The speech and language pipeline has multiple modules including audio pre-processing and feature extraction, voice activity detection (VAD), speaker diarization and role assignment, automatic speech recognition (ASR) and speech/language analysis by unimodal and multimodal approaches.

Audio Pre-Processing and Feature Extraction

The features exploited are filter banks such as MFCC, PLP and LPC, and prosodic features like pitch, intensity etc. Sometimes speech enhancement is used before feature extraction when the quality of audio data is not so good.

highlighted publications
  • Tiantian Feng, Amrutha Nadarajan, Colin Vaz, Brandon M. Booth, Shrikanth S. Narayanan, "TILES Audio Recorder: An unobtrusive wearable solution to track audio activity", WearSys '18: 4th ACM Workshop on Wearable Systems and Applications, Munich, Germany, 2018.

Voice Activity Detection (VAD)

The VAD module marks regions of voice/speech from an audio stream. Several approaches for speech detection are employed in each research group including simple energy-based VAD, CNN-based VAD and DNN-based VAD pre-trained on RAT/Aspire and adapt to on in-domain fields. Different models are selected in each project due to its situation and constraints.

highlighted publications
  • Amrutha Nadarajan, Krishna Somandepalli, Shrikanth Narayanan, "Speaker Agnostic Foreground Speech Detection From Audio Recordings in Workplace Settings From Wearable Recorders", Proceedings of ICASSP, 2019.
  • Rajat Hebbar, Krishna Somandepalli, Shrikanth Narayanan, "Robust Speech Activity Detection in Movie Audio: Data Resources and Experimental Evaluation", Proceedings of ICASSP, 2019.
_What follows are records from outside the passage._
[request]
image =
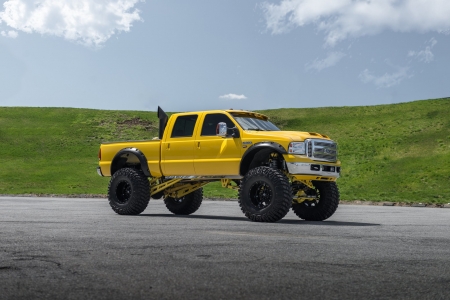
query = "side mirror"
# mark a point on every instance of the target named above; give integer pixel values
(222, 130)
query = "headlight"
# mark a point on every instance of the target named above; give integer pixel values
(297, 148)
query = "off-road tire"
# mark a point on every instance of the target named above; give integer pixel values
(265, 195)
(325, 206)
(129, 191)
(185, 205)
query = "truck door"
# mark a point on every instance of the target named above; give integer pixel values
(177, 149)
(214, 155)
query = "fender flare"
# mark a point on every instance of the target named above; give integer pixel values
(255, 148)
(121, 158)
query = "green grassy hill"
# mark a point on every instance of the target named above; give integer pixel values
(398, 152)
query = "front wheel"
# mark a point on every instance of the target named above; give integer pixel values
(265, 195)
(323, 206)
(129, 192)
(185, 205)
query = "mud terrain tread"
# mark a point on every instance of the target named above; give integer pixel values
(190, 203)
(140, 191)
(281, 200)
(325, 208)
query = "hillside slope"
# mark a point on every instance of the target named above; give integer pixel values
(398, 152)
Speaker Diarization and Role Assignment

Speaker diarization determines who spoke at what time from an audio stream challenging due to overlapping speech, rapid speaker changes and non-stationary noise. X-vector pre-trained diarization model and information bottleneck (IB) based speaker diarization are implemented in different speech pipelines. Role assignment after diarization determines most likely speaker from collection of enrolled speakers by comparing the entire text (ASR output) of the speaker with pre-built language models. Moreover, multimodal approaches of the audio and language embeddings are set for detecting the speaker change to enhance the module performance.

highlighted publications
  • Nikolaos Flemotomos, Panayiotis Georgiou, Shrikanth Narayanan, "Linguistically Aided Speaker Diarization Using Speaker Role Information$\$$\$", Proc. Odyssey 2020 The Speaker and Language Recognition Workshop, pp. 117-124, 2020.
  • Nikolaos Flemotomos, Panayiotis Georgiou, David Atkins, Shrikanth Narayanan, "Role Specific Lattice Rescoring for Speaker Role Recognition From Speech Recognition Outputs", Proceedings of ICASSP, 2019.
  • Nikolaos Flemotomos, Zhuohao Chen, David Atkins, Shrikanth Narayanan, "Role Annotated Speech Recognition for Conversational Interactions", In proceedings of IEEE Workshop on Spoken Language Technology, 2018.
  • Nikolaos Flemotomos, Pavlos Papadopoulos, James Gibson, Shrikanth S. Narayanan, "Combined Speaker Clustering and Role Recognition in Conversational Speech", Proceedings of InterSpeech, Hyderabad, India, 2018.
  • Manoj Kumar, Pavlos Pavlos Papadopoulos, Ruchir Travadi, Daniel Bone, Shrikanth Narayanan, "IMPROVING SEMI-SUPERVISED CLASSIFICATION FOR LOW-RESOURCE SPEECH INTERACTION APPLICATIONS", Proceedings of ICASSP, 2018.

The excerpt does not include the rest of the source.